The parable of the lost coin is similar to that of the lost sheep. It emphasizes the fact that there is value to the sinner in God’s eyes, and just as much value in the one who has gone lost as in those who haven’t (although all have, as we’ve already seen). The one silver coin that was lost is worth no more and no less than each of the other nine coins, whereas the Pharisees thought of themselves as far more valuable in God’s sight than the tax collectors and sinners. No, says Jesus. No one can earn a place of value in God’s sight. Everyone has already been assigned an equal value by God Himself. So when God finds a lost sinner and brings him or her to repentance, He sees all the effort He spent in searching as being worth it. He rejoices to get His coin back.
We should say a word here about what repentance is, if God is so joyful over the one sinner who repents. It’s neatly summarized for you on the back of your service folder today from our Augsburg Confession: Now, strictly speaking, repentance consists of two parts. One part is contrition, that is, terrors striking the conscience through the knowledge of sin. The other part is faith, which is born of the Gospel or the Absolution and believes that for Christ’s sake, sins are forgiven. It comforts the conscience and delivers it from terror. Then good works are bound to follow, which are the fruit of repentance.
This is what God seeks in each and every human being. He sends out His terror-striking Word to all those who deny their sinfulness, like the Pharisees in our Gospel, and to all those who are indifferent or unconcerned about their sinfulness, so that both kinds of sinner are brought to shudder before God’s judgment seat. He also sends out His comforting Gospel of His willingness to forgive sins freely for Christ’s sake through faith to all those who are shuddering in terror. And when His Word has accomplished this goal, He forgives and justifies the believer and welcomes him and her into His home, where there is rejoicing every day over the one sinner who repents, even me, even you.
It’s not that we all stray from God’s house or go lost every time we sin; there are many sins that we commit in ignorance or in weakness that do not extinguish faith or drive out the Holy Spirit. But can you imagine a day going by in which you can honestly say, “I’m more worthy of God’s favor than those sinners over there. Today I need no repentance”? God forbid that you ever fall into such blindness and into such pride! See yourself from God’s perspective. Always sinful and undeserving of His favor and eternal life. And yet always desired by Him, always precious to Him, and daily urged by Him to live in contrition and repentance, recognizing and mourning your sins, and at the same time trusting in His gracious promise to forgive you freely for Christ’s sake, into whom you have been baptized. And then struggling against sin and striving, with God’s help, to sin no more.

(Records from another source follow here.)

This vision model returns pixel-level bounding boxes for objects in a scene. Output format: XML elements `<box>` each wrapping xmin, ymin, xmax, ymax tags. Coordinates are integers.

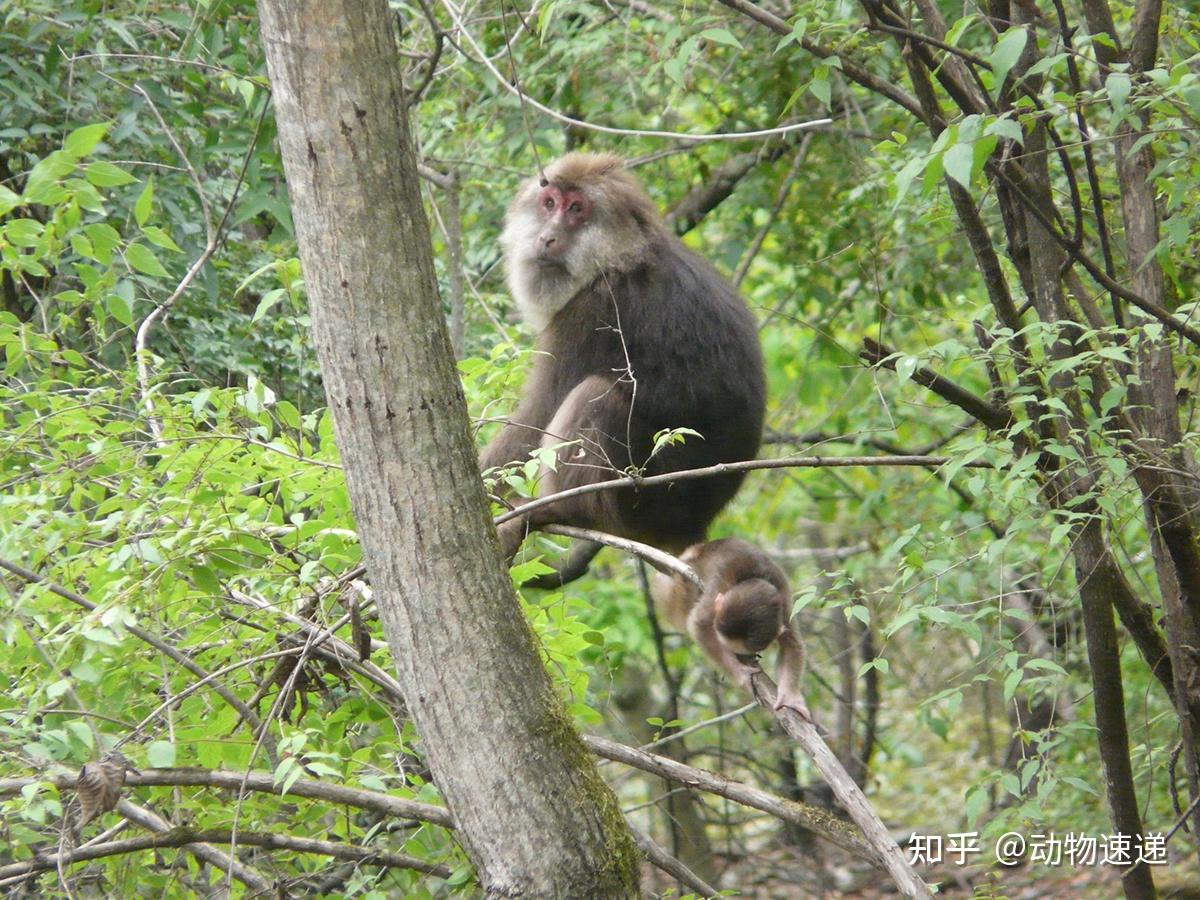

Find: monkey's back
<box><xmin>688</xmin><ymin>538</ymin><xmax>791</xmax><ymax>595</ymax></box>
<box><xmin>541</xmin><ymin>234</ymin><xmax>766</xmax><ymax>546</ymax></box>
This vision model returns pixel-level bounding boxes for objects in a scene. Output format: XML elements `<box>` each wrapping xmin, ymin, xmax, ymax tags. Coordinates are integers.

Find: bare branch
<box><xmin>583</xmin><ymin>734</ymin><xmax>878</xmax><ymax>864</ymax></box>
<box><xmin>0</xmin><ymin>559</ymin><xmax>278</xmax><ymax>766</ymax></box>
<box><xmin>492</xmin><ymin>456</ymin><xmax>994</xmax><ymax>526</ymax></box>
<box><xmin>538</xmin><ymin>524</ymin><xmax>704</xmax><ymax>592</ymax></box>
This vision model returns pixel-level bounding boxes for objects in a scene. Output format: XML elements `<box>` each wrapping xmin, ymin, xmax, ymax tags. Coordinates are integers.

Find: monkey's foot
<box><xmin>772</xmin><ymin>688</ymin><xmax>812</xmax><ymax>722</ymax></box>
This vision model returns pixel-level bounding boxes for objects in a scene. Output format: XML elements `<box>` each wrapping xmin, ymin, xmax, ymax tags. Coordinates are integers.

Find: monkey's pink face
<box><xmin>534</xmin><ymin>185</ymin><xmax>592</xmax><ymax>263</ymax></box>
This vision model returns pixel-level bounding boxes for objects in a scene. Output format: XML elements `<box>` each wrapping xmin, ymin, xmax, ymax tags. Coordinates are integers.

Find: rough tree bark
<box><xmin>258</xmin><ymin>0</ymin><xmax>638</xmax><ymax>898</ymax></box>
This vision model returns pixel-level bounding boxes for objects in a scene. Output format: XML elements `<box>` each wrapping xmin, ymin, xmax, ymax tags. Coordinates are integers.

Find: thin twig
<box><xmin>538</xmin><ymin>524</ymin><xmax>704</xmax><ymax>592</ymax></box>
<box><xmin>492</xmin><ymin>456</ymin><xmax>995</xmax><ymax>526</ymax></box>
<box><xmin>442</xmin><ymin>0</ymin><xmax>833</xmax><ymax>143</ymax></box>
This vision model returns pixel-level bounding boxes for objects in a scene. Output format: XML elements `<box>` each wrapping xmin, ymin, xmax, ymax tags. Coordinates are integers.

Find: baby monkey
<box><xmin>650</xmin><ymin>538</ymin><xmax>812</xmax><ymax>721</ymax></box>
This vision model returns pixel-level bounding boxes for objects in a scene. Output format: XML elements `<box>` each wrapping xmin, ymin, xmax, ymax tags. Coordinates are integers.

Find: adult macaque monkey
<box><xmin>650</xmin><ymin>538</ymin><xmax>812</xmax><ymax>721</ymax></box>
<box><xmin>480</xmin><ymin>154</ymin><xmax>766</xmax><ymax>587</ymax></box>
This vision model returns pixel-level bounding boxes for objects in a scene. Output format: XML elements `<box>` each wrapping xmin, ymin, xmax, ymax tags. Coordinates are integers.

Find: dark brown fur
<box><xmin>480</xmin><ymin>154</ymin><xmax>766</xmax><ymax>580</ymax></box>
<box><xmin>650</xmin><ymin>538</ymin><xmax>809</xmax><ymax>718</ymax></box>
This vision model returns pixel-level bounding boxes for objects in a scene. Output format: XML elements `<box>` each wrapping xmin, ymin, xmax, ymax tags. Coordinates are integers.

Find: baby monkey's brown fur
<box><xmin>650</xmin><ymin>538</ymin><xmax>811</xmax><ymax>721</ymax></box>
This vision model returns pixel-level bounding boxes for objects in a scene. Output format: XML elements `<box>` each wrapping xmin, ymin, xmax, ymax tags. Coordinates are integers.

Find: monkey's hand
<box><xmin>772</xmin><ymin>685</ymin><xmax>812</xmax><ymax>722</ymax></box>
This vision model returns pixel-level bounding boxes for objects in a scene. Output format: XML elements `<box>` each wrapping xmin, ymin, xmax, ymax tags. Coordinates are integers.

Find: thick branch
<box><xmin>538</xmin><ymin>524</ymin><xmax>704</xmax><ymax>592</ymax></box>
<box><xmin>0</xmin><ymin>559</ymin><xmax>278</xmax><ymax>764</ymax></box>
<box><xmin>860</xmin><ymin>337</ymin><xmax>1013</xmax><ymax>431</ymax></box>
<box><xmin>721</xmin><ymin>0</ymin><xmax>923</xmax><ymax>119</ymax></box>
<box><xmin>583</xmin><ymin>734</ymin><xmax>878</xmax><ymax>864</ymax></box>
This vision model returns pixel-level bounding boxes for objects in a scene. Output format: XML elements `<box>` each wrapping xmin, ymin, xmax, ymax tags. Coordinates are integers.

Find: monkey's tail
<box><xmin>524</xmin><ymin>541</ymin><xmax>604</xmax><ymax>590</ymax></box>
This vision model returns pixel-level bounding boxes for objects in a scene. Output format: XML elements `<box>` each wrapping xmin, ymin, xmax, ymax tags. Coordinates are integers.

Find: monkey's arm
<box><xmin>775</xmin><ymin>625</ymin><xmax>812</xmax><ymax>721</ymax></box>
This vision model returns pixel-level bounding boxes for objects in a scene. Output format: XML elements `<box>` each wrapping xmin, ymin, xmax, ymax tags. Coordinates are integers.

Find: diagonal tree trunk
<box><xmin>259</xmin><ymin>0</ymin><xmax>638</xmax><ymax>898</ymax></box>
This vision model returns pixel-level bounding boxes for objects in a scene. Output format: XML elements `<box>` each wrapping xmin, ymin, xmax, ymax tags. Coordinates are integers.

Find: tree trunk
<box><xmin>259</xmin><ymin>0</ymin><xmax>638</xmax><ymax>898</ymax></box>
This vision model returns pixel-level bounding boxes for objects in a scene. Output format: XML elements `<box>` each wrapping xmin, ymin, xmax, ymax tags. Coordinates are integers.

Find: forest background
<box><xmin>0</xmin><ymin>0</ymin><xmax>1200</xmax><ymax>896</ymax></box>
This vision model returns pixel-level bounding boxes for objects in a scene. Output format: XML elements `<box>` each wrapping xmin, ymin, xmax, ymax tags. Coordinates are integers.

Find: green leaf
<box><xmin>809</xmin><ymin>66</ymin><xmax>833</xmax><ymax>107</ymax></box>
<box><xmin>133</xmin><ymin>175</ymin><xmax>154</xmax><ymax>227</ymax></box>
<box><xmin>125</xmin><ymin>244</ymin><xmax>168</xmax><ymax>278</ymax></box>
<box><xmin>62</xmin><ymin>122</ymin><xmax>108</xmax><ymax>160</ymax></box>
<box><xmin>942</xmin><ymin>144</ymin><xmax>974</xmax><ymax>187</ymax></box>
<box><xmin>250</xmin><ymin>288</ymin><xmax>288</xmax><ymax>324</ymax></box>
<box><xmin>892</xmin><ymin>157</ymin><xmax>928</xmax><ymax>210</ymax></box>
<box><xmin>988</xmin><ymin>25</ymin><xmax>1030</xmax><ymax>96</ymax></box>
<box><xmin>83</xmin><ymin>162</ymin><xmax>137</xmax><ymax>187</ymax></box>
<box><xmin>83</xmin><ymin>222</ymin><xmax>121</xmax><ymax>265</ymax></box>
<box><xmin>146</xmin><ymin>740</ymin><xmax>175</xmax><ymax>769</ymax></box>
<box><xmin>700</xmin><ymin>28</ymin><xmax>744</xmax><ymax>50</ymax></box>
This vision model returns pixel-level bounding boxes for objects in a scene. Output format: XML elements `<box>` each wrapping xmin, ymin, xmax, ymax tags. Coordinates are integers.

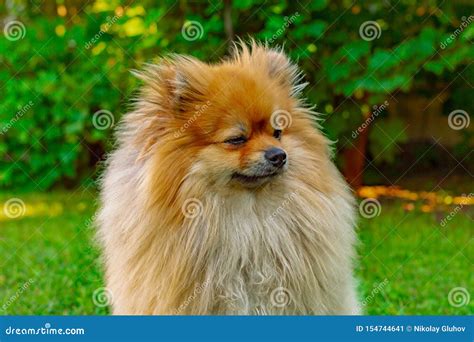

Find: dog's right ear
<box><xmin>133</xmin><ymin>56</ymin><xmax>208</xmax><ymax>118</ymax></box>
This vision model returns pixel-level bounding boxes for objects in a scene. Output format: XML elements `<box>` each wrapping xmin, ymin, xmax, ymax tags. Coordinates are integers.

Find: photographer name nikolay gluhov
<box><xmin>412</xmin><ymin>325</ymin><xmax>466</xmax><ymax>334</ymax></box>
<box><xmin>355</xmin><ymin>324</ymin><xmax>466</xmax><ymax>334</ymax></box>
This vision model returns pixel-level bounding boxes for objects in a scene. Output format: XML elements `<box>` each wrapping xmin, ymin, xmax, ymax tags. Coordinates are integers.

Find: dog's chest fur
<box><xmin>178</xmin><ymin>190</ymin><xmax>353</xmax><ymax>314</ymax></box>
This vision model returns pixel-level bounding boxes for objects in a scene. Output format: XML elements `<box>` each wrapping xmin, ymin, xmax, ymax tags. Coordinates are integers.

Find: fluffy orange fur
<box><xmin>98</xmin><ymin>43</ymin><xmax>359</xmax><ymax>314</ymax></box>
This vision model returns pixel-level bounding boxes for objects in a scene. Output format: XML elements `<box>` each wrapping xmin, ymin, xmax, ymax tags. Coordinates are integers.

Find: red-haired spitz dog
<box><xmin>98</xmin><ymin>43</ymin><xmax>359</xmax><ymax>315</ymax></box>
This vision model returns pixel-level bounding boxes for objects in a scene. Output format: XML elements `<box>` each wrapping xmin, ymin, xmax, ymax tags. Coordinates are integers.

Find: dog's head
<box><xmin>134</xmin><ymin>44</ymin><xmax>327</xmax><ymax>189</ymax></box>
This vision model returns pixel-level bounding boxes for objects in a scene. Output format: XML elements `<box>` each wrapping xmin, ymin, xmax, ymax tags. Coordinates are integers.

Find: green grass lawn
<box><xmin>0</xmin><ymin>190</ymin><xmax>474</xmax><ymax>315</ymax></box>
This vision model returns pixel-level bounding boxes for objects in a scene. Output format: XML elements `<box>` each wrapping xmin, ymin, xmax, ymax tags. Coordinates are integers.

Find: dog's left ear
<box><xmin>265</xmin><ymin>49</ymin><xmax>308</xmax><ymax>96</ymax></box>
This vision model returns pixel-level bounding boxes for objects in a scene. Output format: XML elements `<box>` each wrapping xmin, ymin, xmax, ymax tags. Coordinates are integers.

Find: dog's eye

This is what God wants for you. This is what God wants for everyone. And this is why God calls people not only to be baptized, but to join themselves to a Christian congregation where they can keep coming to Jesus, as the tax collectors and sinners did, to hear His Word and His instruction, to receive His absolution, and also to receive regularly the seal and pledge of His mercy and forgiveness in the Sacrament of Christ’s very body and blood.
From God’s perspective, all of you here were worth seeking and finding and bringing to repentance, and all of you, as you repent and as you live daily in repentance, are a cause of great joy and celebration in heaven. Now live your lives from God’s perspective, not your own, and see both yourselves and your neighbor as God sees you: as sinners with whom our God—Father, Son and Holy Spirit—yearns to spend eternity, for Jesus’ sake. Amen.